What a Website Wants
What does a website want?
In a presentation yesterday I explained it like this. For the first-time user a website wants three things:
1) During the first 15 to 30 seconds after I arrive on a website, I need to know that I have arrived at the right place.
This is the brand establishment moment—a critical juncture—and the moment when I decide to stay or go. If the brand message—visuals, text, overall look and feel—are right, I recognize that I have, in fact, come to the right place, and I stick around long enough for number 2.
2) After I know where I am, I need to orient myself.
“How do I get around here?” I need to SEE the navigation, and to understand how it works. The main navigation should be in a place that I expect it to be—a place I have seen it before.
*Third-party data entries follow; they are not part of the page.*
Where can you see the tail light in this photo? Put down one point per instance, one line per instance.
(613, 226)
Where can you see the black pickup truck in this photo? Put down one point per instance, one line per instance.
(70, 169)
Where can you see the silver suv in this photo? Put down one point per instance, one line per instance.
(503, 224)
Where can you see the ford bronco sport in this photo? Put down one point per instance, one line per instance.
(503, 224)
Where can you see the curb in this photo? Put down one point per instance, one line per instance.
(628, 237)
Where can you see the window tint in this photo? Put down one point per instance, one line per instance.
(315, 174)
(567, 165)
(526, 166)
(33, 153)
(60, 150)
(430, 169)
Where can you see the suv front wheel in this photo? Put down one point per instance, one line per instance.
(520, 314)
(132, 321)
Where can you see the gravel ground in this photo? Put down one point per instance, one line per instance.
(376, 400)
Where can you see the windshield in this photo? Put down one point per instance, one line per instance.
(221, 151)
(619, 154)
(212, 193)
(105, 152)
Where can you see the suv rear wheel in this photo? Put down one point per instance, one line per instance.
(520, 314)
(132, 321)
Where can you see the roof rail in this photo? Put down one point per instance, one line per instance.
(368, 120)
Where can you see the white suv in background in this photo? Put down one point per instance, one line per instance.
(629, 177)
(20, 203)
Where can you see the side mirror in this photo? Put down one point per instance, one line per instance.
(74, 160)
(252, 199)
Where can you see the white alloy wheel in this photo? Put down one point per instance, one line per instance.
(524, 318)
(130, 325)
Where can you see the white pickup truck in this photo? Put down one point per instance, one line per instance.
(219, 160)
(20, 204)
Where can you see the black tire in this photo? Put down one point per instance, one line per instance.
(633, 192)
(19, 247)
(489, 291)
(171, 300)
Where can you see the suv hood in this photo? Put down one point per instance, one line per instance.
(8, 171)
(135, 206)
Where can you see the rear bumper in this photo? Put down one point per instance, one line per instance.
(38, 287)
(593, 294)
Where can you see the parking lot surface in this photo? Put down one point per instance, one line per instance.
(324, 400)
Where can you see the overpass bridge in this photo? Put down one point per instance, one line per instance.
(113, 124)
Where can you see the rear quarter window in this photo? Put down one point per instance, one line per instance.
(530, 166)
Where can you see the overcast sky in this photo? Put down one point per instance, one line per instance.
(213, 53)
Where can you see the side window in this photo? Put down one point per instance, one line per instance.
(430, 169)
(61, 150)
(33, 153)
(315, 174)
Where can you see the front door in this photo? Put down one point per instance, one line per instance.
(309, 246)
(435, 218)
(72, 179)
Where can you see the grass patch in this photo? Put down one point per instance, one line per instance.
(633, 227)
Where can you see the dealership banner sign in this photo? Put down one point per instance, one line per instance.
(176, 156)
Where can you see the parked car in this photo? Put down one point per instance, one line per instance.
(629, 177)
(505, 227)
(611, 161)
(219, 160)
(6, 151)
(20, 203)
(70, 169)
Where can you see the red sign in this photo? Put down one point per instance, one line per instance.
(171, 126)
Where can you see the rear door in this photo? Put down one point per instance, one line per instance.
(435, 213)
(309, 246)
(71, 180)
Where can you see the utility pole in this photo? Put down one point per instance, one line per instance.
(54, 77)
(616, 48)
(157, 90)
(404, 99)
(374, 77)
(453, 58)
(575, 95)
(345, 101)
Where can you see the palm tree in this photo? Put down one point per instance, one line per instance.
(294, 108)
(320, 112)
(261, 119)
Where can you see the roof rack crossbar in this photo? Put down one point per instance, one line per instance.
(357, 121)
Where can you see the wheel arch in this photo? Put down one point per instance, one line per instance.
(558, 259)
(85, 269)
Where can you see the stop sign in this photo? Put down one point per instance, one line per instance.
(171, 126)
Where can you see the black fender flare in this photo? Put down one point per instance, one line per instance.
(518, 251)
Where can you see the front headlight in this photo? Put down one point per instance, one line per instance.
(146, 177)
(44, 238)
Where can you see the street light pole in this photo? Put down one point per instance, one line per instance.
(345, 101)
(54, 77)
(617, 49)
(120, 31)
I’m not here to solve a puzzle, I’m here to find out what I’ve come to find out. This means the main navigation should be obvious. It can be large or not so large; if it is in a place I expect, then I will find it and use it. It may also be useful if there are alternate navigation “buckets” or some other nonlinear means of previewing other interior content I might be interested in to help me if I do not organize my mind via a purely analytical system.
3) Now I’ve found what I’m looking for. Here comes the heart of the contemporary web: CONTENT. (Google also likes this very much by the way.)
Everything depends on the site actually delivering useful or interesting content. This can be as expansive as the universe and that’s ok. I want all the content to be there or accessible from there. The richer and more complete the content the better.
That’s what a website wants.
There’s more to it of course, but that’s the short answer.